Other notable congueros that came to the US at that time include Mongo Santamaría, Armando Peraza, Francisco Aguabella, Carlos Vidal and Modesto Durán.

Bebop 1945-1950: Bebop Spoken Here: The Bebop Singers

February 19, 2021- Today's Bebop Era Topic: Bebop Spoken Here: The Bebop Singers

During the Bebop Era there were basically three types of vocals that emerged. One was simply vocalists who worked with bop musicians.  This included artists such as
Sarah Vaughan, Billy Eckstine, Kenny Pancho Hagood and Earl Coleman. For example this is Sarah Vaughan singing Mean to Me with Charlie Parker and Dizzy Gillespie in 1945.

Next were the vocalists who adapted the bebop style to scat singing.  The most prominent and the pioneer of this style was Babs Gonzales. Joe Carroll with Dizzy Gillespie was another.

The third was vocalese which is different from scat singing in that the vocalist creates lyrics to famous jazz solos.  King Pleasure and Eddie Jefferson were the pioneers of this style along with Dave Lambert and Annie Ross among others. Vocalese didn’t really start to appear on  records until the early fifties but the style was rooted in the bop era.
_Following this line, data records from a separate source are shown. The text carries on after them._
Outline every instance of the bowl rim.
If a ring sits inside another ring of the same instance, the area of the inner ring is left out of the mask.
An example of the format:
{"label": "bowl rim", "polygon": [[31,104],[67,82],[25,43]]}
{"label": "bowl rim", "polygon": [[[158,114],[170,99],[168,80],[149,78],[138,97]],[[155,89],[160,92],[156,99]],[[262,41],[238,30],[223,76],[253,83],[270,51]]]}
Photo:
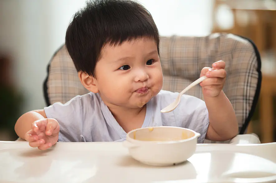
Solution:
{"label": "bowl rim", "polygon": [[[130,136],[130,134],[132,133],[132,132],[136,131],[137,131],[139,130],[141,130],[142,129],[149,129],[150,128],[178,128],[179,129],[185,129],[187,130],[188,131],[190,131],[192,132],[193,132],[194,134],[194,135],[191,137],[190,137],[190,138],[186,138],[186,139],[183,139],[181,140],[171,140],[169,141],[146,141],[144,140],[137,140],[136,139],[134,139],[133,138],[131,138]],[[179,143],[181,142],[187,142],[188,141],[190,141],[196,138],[197,138],[198,137],[200,136],[201,134],[199,133],[198,133],[197,132],[196,132],[194,131],[189,129],[188,128],[183,128],[182,127],[179,127],[177,126],[149,126],[145,127],[143,128],[139,128],[136,129],[134,129],[131,130],[128,132],[126,134],[126,140],[130,142],[133,142],[134,143],[151,143],[151,144],[171,144],[171,143]]]}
Bebop 1945-1950: Tadd Dameron

February 18, 2021- Today's Bebop Era Topic: Tadd Dameron

Tadd Dameron was a brilliant composer and arranger and one of the first to show that bebop could be orchestrated for larger ensembles. Many of his compositions such as "Hot House," "Good Bait," "If You Could See Me Now" and "Our Delight" became jazz standards.

He was born in Cleveland in 1917 and came onto the jazz scene in the late nineteen thirties without much formal musical education.  He first drew attention writing for Harlan Leonard and His Rockets in Kansas City.
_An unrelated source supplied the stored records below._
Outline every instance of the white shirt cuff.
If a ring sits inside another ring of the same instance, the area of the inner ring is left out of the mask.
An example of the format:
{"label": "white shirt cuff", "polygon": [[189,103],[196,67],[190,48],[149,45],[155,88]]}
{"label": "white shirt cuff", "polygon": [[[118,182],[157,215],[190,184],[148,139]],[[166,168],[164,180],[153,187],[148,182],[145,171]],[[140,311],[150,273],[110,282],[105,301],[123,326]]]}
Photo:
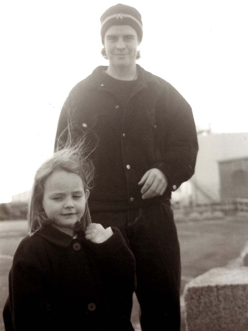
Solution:
{"label": "white shirt cuff", "polygon": [[95,244],[101,244],[110,238],[113,233],[112,229],[109,226],[109,227],[105,229],[103,231],[100,232],[94,238],[92,239],[91,241]]}

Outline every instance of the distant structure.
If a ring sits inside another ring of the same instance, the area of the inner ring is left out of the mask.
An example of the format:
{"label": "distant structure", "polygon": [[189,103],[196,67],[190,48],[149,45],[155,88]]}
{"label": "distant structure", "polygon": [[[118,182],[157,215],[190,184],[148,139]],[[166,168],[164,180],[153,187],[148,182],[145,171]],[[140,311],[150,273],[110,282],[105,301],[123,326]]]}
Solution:
{"label": "distant structure", "polygon": [[248,199],[248,157],[220,161],[219,167],[222,201]]}
{"label": "distant structure", "polygon": [[248,198],[248,132],[200,133],[195,174],[173,193],[172,203],[195,206]]}
{"label": "distant structure", "polygon": [[30,191],[26,191],[16,195],[13,195],[12,202],[27,203],[30,195]]}

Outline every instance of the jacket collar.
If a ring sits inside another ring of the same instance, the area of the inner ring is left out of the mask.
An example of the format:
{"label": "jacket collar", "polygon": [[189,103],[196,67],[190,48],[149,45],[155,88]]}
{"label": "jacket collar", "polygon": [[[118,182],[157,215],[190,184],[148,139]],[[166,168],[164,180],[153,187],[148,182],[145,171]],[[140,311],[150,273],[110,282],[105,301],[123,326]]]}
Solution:
{"label": "jacket collar", "polygon": [[51,225],[43,225],[34,235],[41,237],[53,244],[64,247],[68,247],[73,240],[71,236]]}
{"label": "jacket collar", "polygon": [[[138,64],[136,64],[136,67],[139,74],[135,91],[134,91],[135,93],[136,93],[138,91],[143,88],[147,87],[148,83],[156,80],[155,76],[154,75],[146,71]],[[101,81],[102,75],[103,72],[106,71],[107,68],[107,66],[100,66],[96,68],[93,71],[92,74],[86,78],[85,81],[86,83],[85,86],[86,88],[90,89],[96,88],[103,89],[103,86]]]}

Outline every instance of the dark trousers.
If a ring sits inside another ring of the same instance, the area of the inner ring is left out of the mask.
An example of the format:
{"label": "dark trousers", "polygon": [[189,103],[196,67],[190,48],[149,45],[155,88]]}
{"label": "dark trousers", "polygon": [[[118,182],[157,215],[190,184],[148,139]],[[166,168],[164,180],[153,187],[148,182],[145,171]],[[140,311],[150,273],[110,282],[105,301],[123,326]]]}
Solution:
{"label": "dark trousers", "polygon": [[135,257],[143,331],[179,331],[180,252],[169,203],[91,217],[105,228],[118,228]]}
In the early nineteen forties he moved to New York and soon embraced the new music that was happening in Harlem.  He had crossed paths with Charlie Parker in Kansas City so he already had some idea of where things were headed.

When Billy Eckstine formed his bop oriented big band in 1944, Dameron added several things to the book including Our Delight and Cool Breeze.

In 1945 Dizzy Gillespie and Charlie Parker recorded Hot House which was his original line based on "What is this Thing Called Love."  

When Dizzy Gillespie formed his big band in 1946 he used several of the arrangements that Dameron had written for Eckstine and also commissioned Dameron to write new works as well.

In addition to writing for others, Dameron led his own band during the late nineteen forties and became somewhat of a house band at the Royal Roost in New York. His quintet included Fats Navarro and Allen Eager and they often accompanied guest musicians such as Dexter Gordon, Wardell Gray and Milt Jackson. He also debuted his forward looking “Big Ten” at the Roost in 1949.

Dameron’s writing style was personal and unique and was influenced by a number of sources including Duke Ellington and the french impressionists Debussy and Ravel. His music was extremely lyrical and displayed a depth of emotional expression.

In a Metronome Magazine interview in 1947 he said “There’s enough ugliness in the world, I’m interested in beauty.”

Dameron was an integral part of the bop vocal movement working with pioneer singer Babs Gonzales in his Three Bips and a Bop group.